Isaiah 51:6 includes the following statement: “For the HEAVENS will vanish away like smoke, the EARTH will grow old like a garment, and those who dwell in it will die in like manner.”  A few verses later in Isaiah 51:16 God says: “That I may plant the HEAVENS, lay the foundations of the EARTH, and say to Zion, ‘You are my people.’”    

 

F) In Deuteronomy 32:1, after the formation of Israel, God said: “Give ear, O HEAVENS, and I will speak; hear O EARTH the words of my mouth.” God was not talking to the literal, physical heavens and the earth.
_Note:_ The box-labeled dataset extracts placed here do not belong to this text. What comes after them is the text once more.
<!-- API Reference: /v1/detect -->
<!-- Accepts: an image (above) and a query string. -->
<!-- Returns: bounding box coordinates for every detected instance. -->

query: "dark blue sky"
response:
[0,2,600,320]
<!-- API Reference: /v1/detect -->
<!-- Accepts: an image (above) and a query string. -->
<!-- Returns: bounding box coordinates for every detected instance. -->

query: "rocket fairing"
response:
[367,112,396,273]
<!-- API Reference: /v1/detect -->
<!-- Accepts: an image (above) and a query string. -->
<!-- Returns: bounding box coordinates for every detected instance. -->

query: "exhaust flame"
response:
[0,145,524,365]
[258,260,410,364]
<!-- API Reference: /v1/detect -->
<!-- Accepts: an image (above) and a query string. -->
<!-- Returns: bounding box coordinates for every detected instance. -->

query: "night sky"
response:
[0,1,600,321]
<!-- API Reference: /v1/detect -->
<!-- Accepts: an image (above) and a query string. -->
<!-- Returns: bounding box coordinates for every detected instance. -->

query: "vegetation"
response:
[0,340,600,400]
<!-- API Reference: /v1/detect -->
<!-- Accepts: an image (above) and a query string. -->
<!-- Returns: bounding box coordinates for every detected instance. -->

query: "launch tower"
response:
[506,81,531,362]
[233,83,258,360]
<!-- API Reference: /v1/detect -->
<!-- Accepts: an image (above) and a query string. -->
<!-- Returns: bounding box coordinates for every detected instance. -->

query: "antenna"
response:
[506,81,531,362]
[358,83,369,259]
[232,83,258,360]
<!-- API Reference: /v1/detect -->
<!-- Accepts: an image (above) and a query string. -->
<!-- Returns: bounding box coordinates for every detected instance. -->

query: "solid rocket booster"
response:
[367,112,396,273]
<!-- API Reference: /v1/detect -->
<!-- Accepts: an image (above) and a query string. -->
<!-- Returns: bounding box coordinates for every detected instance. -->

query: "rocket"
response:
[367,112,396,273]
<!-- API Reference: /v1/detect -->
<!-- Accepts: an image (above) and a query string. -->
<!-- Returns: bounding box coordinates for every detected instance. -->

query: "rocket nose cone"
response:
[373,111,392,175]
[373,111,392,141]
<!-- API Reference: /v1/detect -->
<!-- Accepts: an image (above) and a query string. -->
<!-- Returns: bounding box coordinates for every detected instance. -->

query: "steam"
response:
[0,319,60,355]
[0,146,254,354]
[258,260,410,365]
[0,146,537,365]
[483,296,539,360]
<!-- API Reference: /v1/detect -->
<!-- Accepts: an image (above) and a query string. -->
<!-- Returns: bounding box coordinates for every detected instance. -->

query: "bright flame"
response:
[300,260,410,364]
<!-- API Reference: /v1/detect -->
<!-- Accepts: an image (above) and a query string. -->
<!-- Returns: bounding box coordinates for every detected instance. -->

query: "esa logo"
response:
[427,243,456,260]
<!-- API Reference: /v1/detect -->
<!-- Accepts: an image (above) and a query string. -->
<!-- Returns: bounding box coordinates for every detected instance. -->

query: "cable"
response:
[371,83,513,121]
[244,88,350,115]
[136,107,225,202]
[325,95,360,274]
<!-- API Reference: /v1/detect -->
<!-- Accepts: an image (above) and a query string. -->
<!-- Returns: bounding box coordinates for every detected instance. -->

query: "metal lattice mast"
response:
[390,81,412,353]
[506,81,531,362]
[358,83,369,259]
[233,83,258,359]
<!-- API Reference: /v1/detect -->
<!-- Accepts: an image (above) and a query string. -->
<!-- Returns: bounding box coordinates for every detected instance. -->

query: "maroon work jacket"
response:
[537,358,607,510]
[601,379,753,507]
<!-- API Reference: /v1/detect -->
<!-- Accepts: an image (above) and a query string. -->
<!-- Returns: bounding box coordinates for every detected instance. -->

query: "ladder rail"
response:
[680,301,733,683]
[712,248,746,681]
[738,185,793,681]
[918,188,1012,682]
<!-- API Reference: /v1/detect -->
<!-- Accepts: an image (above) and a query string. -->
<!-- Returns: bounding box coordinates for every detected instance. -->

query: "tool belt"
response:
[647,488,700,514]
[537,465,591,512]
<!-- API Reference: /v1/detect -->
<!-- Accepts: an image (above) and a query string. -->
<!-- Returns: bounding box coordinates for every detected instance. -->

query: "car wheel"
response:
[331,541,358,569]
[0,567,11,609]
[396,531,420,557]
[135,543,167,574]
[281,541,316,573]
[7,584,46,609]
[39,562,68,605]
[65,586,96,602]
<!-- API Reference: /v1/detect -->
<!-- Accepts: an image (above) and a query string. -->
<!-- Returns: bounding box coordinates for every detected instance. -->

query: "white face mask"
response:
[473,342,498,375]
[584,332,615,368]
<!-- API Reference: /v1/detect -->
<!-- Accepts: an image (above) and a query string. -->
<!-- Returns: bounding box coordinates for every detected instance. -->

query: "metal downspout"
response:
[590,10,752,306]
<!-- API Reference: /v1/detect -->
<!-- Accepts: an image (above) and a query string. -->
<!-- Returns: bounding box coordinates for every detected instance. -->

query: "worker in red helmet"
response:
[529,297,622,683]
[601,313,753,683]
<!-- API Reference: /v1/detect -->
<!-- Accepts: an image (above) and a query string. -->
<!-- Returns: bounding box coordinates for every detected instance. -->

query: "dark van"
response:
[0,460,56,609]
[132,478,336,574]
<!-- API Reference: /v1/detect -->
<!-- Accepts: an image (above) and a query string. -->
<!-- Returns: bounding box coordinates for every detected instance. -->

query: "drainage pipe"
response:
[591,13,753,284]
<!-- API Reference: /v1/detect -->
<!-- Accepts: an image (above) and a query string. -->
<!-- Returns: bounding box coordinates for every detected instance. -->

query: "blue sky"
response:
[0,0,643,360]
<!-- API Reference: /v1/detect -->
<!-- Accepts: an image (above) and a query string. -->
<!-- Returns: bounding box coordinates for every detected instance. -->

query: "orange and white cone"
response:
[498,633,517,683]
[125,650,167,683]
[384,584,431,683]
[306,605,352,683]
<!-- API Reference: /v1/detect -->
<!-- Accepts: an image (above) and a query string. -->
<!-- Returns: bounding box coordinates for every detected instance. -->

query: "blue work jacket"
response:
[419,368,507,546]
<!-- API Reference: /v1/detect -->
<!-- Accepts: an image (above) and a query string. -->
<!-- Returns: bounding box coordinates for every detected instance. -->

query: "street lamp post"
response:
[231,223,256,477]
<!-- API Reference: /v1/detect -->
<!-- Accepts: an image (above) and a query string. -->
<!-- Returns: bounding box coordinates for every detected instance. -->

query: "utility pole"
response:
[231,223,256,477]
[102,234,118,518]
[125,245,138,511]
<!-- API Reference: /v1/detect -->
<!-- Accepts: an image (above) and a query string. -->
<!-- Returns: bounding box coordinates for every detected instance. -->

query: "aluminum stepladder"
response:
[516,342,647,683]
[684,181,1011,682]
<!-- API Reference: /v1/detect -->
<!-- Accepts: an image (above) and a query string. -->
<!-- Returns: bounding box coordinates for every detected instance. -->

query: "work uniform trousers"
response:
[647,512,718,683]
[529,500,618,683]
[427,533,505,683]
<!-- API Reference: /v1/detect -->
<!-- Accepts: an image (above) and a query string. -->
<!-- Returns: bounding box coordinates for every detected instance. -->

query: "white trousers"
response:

No, He was talking to ISRAEL (see: Deut. 31:30.  Also see: Isa. 1:1-4).  Old Covenant Israel was the epitome of the Old Heavens and Earth animal sacrifice system (instituted back in the Garden of Eden by God).

 

SUMMARY: Our Lord Jesus is not capable of deceiving His people.  He is truth!  He does not lie to them.  He does not give them a promise, knowing that it will not come true.  He promised His disciples and His people that He would come again in their generation.  He would save/rescue the persecuted believers from their persecutors and the coming outpouring of God’s wrath on OC Israel.  He would bring judgment on the Old Covenant Jewish world, remove the obsolete Old Heavens and Earth animal sacrificial system (epitomized in the OC Jewish Temple system), and consummate the eternal New Heavens and Earth and New Covenant everlasting Kingdom (through His blood).

 

The Apostles told the believers again and again that Jesus was coming soon! (1 Cor. 1:6-8; Phil. 1:6; Col. 3:1-4; 1 Thess. 4:15, 17; 1 Tim. 6:14; Heb. 8:13, 9:26-28, 10:25-27, 37; Jam. 5:7-9; 1 Pet. 1:5-7, 10, 12, 20, 4:5, 7, 17; 1 John 2:28).  The first century believers expected Him to come and trusted Him to come and rescue them before the outpouring of God’s wrath on OC Israel (1 Thess. 1:10, 5:9).  This was their blessed hope.  They obeyed His instructions to be prepared.

 

Unfortunately, over the years many Christian leaders have taught that Jesus was really talking about something that would occur 2000 years in the future.  This is in an effort to try and explain why, as they believe, He did not come in the first century.  Even the honorable C.S. Lewis said in 1960: “‘Say what you like,’ we shall be told, ‘the apocalyptic beliefs of the first Christians have been proved to be false.  It is clear from the New Testament that they all expected the Second Coming in their own lifetime.  And worse still, they had a reason, and one which you will find very embarrassing.  Their Master had told them so.  He shared, and indeed created, their delusion.  He (Jesus) said in so many words, ‘this generation shall not pass till all these things be done.’  And he (Jesus) was wrong.  He clearly knew no more about the end of the world than anyone else.’  It is certainly the most embarrassing verse in the Bible.” (Essay “The World’s Last Night” (1960) found in The Essential C.S. Lewis p. 385)

 

Now, this is unacceptable for Christians to have to hold hands with the enemies of Christ, such as Islam, atheists, and other false religions, and to say that Jesus was wrong.  And this is inadvertently what is being done by many churches today just to promote a futurist view of eschatology.  The fact is that the futurists are wrong.  Jesus was right!  He fulfilled all propheciesHe judged and did away with the OC, He rescued His 1st century saints from their persecutors and the coming wrath of God, and He fully consummated His everlasting New Covenant Kingdom in His church, which will last for all generations, forever and ever – Amen! (Eph. 3:21; Gen. 8:21; Isa. 9:7, 45:17; Dan. 2:44, 7:13-14; Eccl. 1:4; Psa. 78:69, 104:5, 119:90; Psa. 148:4, 6; Ezek. 37; Luke 1:32-33; Eph. 2:20-22).